Sehnsucht à la nippone
Le 4 avril, l’éditeur nippon m’a organisé une interview. La journaliste m’attend à l’Institut français ainsi que l’admirable Corinne Quentin, l’interprète français-japonais la plus connue de Tokyo. (…) Souvent, je comprends ses questions, et je réponds dans mon japonais de cuisine. (…) Quand je suis dépassée, Corinne vient à mon aide. Je tends l’oreille pour apprendre et j’ai des surprises. Pour traduire combien je suis nostalgique de mes jeunes années dans le Kansai, j’entends l’interprète dire « nostalgic » au lieu de l’adjectif « natsukashii », que je tiens pour l’un des mots emblématiques du japonais.
Après l’interview, dans le taxi qui nous conduit au restaurant réservé par l’éditeur, j’essaie de tirer ça au clair avec Corinne.
- « Natsukashii » désigne la nostalgie heureuse, répond-elle, l’instant où le beau souvenir revient à la mémoire et l’emplit de douceur. Vos traits et votre voix signifiaient votre chagrin, il s’agissait donc de nostalgie triste, qui n’est pas une notion japonaise.
À la question de savoir si la madeleine de Proust est nostalgique ou « natsukashii », elle penche pour la deuxième option. Proust est un auteur nippon. (…)
6 avril. Ce soir, nous prendrons l’avion pour Paris, via Dubai. (…) À l’aéroport, je m’assieds devant un écran géant qui donne en temps réel la météo du monde entier. Fascinée, je reste là pendant des heures. À la nuit tombée, je monte dans l’avion, la tête pleine des températures de Johannesburg et d’Helsinki. Je m’endors aussitôt.
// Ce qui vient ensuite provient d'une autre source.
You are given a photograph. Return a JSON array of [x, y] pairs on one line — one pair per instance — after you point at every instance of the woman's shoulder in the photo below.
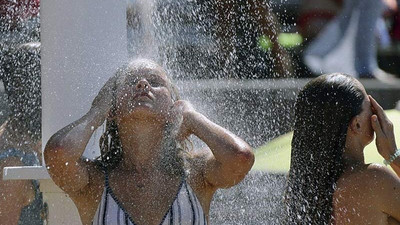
[[371, 178]]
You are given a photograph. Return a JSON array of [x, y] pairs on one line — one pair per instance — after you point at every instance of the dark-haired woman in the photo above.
[[145, 174], [329, 183]]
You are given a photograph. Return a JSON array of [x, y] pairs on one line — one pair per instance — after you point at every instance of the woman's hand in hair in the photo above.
[[383, 127], [102, 103], [183, 111]]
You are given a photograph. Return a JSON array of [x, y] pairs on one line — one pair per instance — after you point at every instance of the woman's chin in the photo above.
[[141, 112]]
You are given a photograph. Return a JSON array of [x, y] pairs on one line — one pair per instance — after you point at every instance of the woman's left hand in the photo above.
[[183, 111]]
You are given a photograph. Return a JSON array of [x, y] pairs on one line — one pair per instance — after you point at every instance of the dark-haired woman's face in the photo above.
[[146, 92]]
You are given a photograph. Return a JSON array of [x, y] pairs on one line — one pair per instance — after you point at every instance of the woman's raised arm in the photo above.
[[231, 157]]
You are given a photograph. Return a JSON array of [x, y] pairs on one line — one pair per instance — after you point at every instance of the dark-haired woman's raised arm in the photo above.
[[64, 149], [388, 183]]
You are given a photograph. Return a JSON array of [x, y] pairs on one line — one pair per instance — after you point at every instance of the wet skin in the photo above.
[[144, 105], [368, 193]]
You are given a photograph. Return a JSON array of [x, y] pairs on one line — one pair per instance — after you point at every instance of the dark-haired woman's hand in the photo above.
[[383, 127], [184, 110], [102, 103]]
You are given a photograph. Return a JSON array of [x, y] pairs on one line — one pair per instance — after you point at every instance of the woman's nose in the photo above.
[[142, 84]]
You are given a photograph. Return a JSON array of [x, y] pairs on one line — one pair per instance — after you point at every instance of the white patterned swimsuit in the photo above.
[[185, 209]]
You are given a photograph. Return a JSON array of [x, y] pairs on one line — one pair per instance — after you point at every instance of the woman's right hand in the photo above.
[[383, 127]]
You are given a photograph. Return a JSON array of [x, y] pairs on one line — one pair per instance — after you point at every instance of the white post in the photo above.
[[83, 43]]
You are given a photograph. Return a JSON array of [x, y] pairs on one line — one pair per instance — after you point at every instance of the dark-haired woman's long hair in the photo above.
[[324, 109], [111, 149]]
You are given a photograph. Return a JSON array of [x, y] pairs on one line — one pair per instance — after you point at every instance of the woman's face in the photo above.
[[144, 92]]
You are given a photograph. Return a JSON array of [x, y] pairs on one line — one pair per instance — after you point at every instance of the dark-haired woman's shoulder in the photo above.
[[368, 194]]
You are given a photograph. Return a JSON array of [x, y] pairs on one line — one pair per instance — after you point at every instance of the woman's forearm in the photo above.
[[396, 166], [73, 138]]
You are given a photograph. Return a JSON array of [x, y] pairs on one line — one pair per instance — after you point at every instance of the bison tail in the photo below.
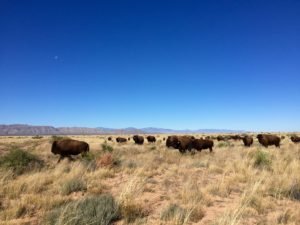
[[53, 147]]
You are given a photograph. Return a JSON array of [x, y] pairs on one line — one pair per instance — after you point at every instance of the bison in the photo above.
[[200, 144], [151, 139], [68, 147], [172, 141], [268, 139], [138, 139], [247, 140], [182, 143], [295, 139], [221, 138], [235, 137], [121, 140]]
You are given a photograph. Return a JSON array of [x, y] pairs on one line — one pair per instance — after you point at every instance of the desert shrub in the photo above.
[[262, 159], [106, 147], [131, 164], [89, 161], [73, 185], [285, 217], [174, 214], [152, 148], [197, 214], [132, 212], [294, 191], [108, 160], [20, 161], [97, 210]]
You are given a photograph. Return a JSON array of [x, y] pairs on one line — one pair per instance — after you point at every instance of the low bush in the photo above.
[[132, 212], [175, 214], [20, 161], [97, 210], [262, 159]]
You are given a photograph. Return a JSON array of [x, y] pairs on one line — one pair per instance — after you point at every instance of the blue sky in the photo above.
[[172, 64]]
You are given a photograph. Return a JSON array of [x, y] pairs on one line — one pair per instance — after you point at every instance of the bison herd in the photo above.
[[69, 147]]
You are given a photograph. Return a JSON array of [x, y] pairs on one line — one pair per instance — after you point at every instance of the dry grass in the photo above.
[[155, 185]]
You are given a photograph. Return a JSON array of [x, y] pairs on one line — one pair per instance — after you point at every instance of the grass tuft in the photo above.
[[20, 161], [73, 185], [95, 210]]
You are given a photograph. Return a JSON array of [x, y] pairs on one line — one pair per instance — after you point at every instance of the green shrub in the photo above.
[[97, 210], [132, 212], [262, 159], [20, 161], [294, 191], [174, 213], [73, 185], [106, 147]]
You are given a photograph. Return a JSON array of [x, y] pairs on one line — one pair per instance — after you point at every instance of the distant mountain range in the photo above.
[[23, 129]]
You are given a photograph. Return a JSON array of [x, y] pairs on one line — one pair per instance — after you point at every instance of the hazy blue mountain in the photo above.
[[24, 129]]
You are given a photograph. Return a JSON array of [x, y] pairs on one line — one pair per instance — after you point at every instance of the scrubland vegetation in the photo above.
[[148, 184]]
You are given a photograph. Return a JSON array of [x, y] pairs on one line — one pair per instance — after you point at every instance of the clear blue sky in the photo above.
[[172, 64]]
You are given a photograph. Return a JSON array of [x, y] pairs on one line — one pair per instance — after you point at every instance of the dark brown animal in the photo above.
[[69, 147], [121, 140], [182, 143], [220, 138], [234, 137], [185, 143], [151, 139], [247, 140], [268, 139], [172, 141], [200, 144], [138, 139], [295, 139]]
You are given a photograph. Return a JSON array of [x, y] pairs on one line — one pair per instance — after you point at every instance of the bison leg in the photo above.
[[60, 158]]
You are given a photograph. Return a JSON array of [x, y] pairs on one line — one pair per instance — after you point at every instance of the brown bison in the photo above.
[[268, 139], [121, 140], [235, 137], [247, 140], [151, 139], [221, 138], [295, 139], [68, 147], [138, 139], [185, 143], [182, 143], [200, 144]]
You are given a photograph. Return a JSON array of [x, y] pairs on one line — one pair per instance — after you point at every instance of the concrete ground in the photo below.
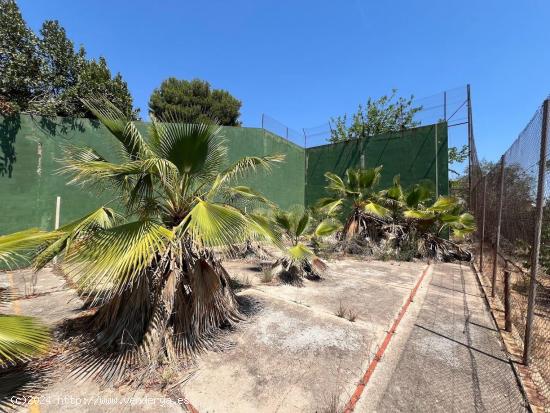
[[295, 354], [451, 359]]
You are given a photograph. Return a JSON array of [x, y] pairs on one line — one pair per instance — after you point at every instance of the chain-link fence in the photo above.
[[511, 201], [450, 106]]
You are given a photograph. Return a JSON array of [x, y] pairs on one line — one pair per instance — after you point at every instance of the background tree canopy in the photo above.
[[386, 114], [195, 102], [43, 73]]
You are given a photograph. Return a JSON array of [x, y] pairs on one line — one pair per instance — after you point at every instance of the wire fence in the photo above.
[[511, 201], [450, 105]]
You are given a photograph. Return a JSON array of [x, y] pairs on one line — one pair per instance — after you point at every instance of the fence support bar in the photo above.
[[499, 218], [536, 237], [482, 233], [507, 302]]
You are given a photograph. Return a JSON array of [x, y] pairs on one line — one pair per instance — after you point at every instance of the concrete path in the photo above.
[[447, 357], [295, 354]]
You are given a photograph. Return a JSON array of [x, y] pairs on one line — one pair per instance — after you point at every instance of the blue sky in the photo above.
[[305, 61]]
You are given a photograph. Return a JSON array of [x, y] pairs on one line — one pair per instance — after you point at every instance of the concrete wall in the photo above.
[[31, 147], [410, 153]]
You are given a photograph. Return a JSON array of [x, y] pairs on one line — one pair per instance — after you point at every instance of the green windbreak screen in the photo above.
[[31, 147], [410, 153]]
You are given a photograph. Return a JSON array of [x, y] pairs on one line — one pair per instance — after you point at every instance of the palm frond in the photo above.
[[243, 167], [215, 225], [21, 338], [300, 252], [21, 246], [113, 259], [376, 209], [327, 227], [101, 218]]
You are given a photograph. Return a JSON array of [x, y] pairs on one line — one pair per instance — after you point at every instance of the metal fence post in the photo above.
[[507, 302], [536, 238], [470, 141], [499, 218], [482, 233], [436, 163]]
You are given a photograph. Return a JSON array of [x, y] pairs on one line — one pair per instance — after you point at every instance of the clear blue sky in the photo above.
[[305, 61]]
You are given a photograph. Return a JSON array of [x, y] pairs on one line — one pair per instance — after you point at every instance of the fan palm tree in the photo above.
[[433, 223], [152, 273], [398, 216], [21, 338], [358, 191], [299, 260]]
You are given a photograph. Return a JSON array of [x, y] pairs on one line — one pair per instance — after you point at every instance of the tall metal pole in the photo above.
[[482, 237], [470, 140], [436, 164], [445, 106], [536, 238], [499, 218], [57, 218]]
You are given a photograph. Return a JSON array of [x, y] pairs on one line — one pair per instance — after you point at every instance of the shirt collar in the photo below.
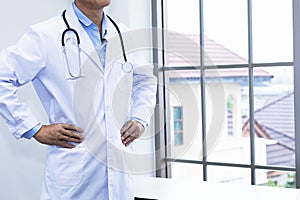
[[87, 22]]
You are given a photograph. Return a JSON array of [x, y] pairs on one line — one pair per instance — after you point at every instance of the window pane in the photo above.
[[274, 117], [183, 91], [177, 112], [225, 30], [184, 171], [229, 175], [227, 107], [178, 139], [272, 31], [182, 38], [183, 17], [276, 178]]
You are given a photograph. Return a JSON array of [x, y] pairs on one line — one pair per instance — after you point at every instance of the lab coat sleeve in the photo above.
[[19, 65], [144, 89]]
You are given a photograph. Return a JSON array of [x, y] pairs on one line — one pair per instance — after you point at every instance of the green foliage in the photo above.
[[290, 182]]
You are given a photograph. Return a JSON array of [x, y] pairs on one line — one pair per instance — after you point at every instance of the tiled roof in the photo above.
[[184, 50], [277, 120], [222, 73]]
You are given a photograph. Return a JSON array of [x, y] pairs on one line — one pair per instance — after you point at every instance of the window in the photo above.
[[178, 125], [237, 62]]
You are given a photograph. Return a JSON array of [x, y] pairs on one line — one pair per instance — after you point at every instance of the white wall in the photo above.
[[22, 161]]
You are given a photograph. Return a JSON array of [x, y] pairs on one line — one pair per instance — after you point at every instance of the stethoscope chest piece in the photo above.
[[127, 67]]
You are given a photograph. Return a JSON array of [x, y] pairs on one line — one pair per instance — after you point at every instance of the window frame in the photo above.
[[163, 161]]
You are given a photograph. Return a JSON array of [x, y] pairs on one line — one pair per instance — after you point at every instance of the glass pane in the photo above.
[[183, 17], [178, 139], [272, 31], [182, 36], [225, 30], [276, 178], [229, 175], [178, 112], [227, 107], [183, 90], [274, 116], [187, 171]]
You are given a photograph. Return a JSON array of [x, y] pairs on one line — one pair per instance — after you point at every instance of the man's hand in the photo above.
[[131, 131], [59, 134]]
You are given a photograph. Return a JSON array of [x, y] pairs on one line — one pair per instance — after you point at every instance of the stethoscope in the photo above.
[[126, 66]]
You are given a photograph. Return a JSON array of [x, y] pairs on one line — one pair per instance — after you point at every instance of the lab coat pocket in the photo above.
[[65, 167], [122, 99]]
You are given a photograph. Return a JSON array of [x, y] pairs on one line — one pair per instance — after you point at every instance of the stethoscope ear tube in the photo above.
[[67, 30], [120, 36]]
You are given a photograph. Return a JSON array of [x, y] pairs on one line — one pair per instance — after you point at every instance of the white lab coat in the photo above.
[[97, 168]]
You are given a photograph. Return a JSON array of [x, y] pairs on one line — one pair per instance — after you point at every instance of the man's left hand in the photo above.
[[131, 131]]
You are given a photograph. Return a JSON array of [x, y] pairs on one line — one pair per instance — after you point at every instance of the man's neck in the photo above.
[[94, 14]]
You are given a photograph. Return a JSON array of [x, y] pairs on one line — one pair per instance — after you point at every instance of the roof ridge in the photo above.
[[279, 132], [275, 101], [217, 43]]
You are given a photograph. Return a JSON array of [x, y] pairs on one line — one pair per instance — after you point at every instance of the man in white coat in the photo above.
[[95, 112]]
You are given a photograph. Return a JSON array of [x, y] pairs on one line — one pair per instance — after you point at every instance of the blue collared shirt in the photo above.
[[99, 43]]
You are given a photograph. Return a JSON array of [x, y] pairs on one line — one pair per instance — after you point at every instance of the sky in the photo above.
[[226, 23]]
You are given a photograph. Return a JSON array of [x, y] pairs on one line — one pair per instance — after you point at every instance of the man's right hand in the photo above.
[[59, 135]]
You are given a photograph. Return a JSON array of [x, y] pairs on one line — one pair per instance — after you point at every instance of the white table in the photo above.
[[168, 189]]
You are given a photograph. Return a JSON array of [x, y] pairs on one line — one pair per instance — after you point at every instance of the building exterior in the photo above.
[[225, 89]]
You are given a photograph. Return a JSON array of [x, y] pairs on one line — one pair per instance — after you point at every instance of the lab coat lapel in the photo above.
[[85, 42], [114, 48]]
Quelques heures plus tard, je suis réveillée par l’intuition qu’il me faut regarder le paysage : j’ouvre le volet du hublot et ce que je découvre me coupe le souffle. L’avion est en train de survoler les sommets de l’Himalaya, dont la blancheur suffit à éclairer les ténèbres. Nous sommes si près de la cime que je rentre le ventre à l’idée de toucher l’Everest. De ma vie, je n’ai eu une vision aussi sublime. Je rends grâce au Japon à qui je la dois.
Je demeure collée à la vitre, à dévisager ces colosses enneigés. La nuit est bénie, qui rend possible cette contemplation : de jour, la violence de la lumière m’aurait obligée à détourner les yeux. (…) Je côtoie ces géants avec d’autant plus d’extase qu’ils m’ignorent. Ils répondent à mon amour par l’indifférence bienveillante des chefs-d’oeuvre. C’est aussi divin que de lire un très grand livre : je peux sangloter d’exaltation, le texte s’en fiche. Que j’aime cette solitude de l’émerveillement! Qu’il est bon de n’avoir de comptes à rendre à personne face à l’infini.
Hélas, il n’est pas vrai qu’il n’y a personne. Il y a moi, que je ne parviens jamais à abolir. Et aussitôt, j’interviens : « Jure-toi, Amélie, que tu n’auras plus jamais de chagrin ni même de mélancolie ; qui a frôlé l’Everest n’en a pas le droit. Le maximum que je t’autorise, désormais, c’est la nostalgie heureuse. »
Nez au hublot, j’énumère les régions réelles ou fantasmatiques que survole l’avion : Tibet, Népal, Ladakh, Cachemire, Pakistan – monde grandiose que le nôtre!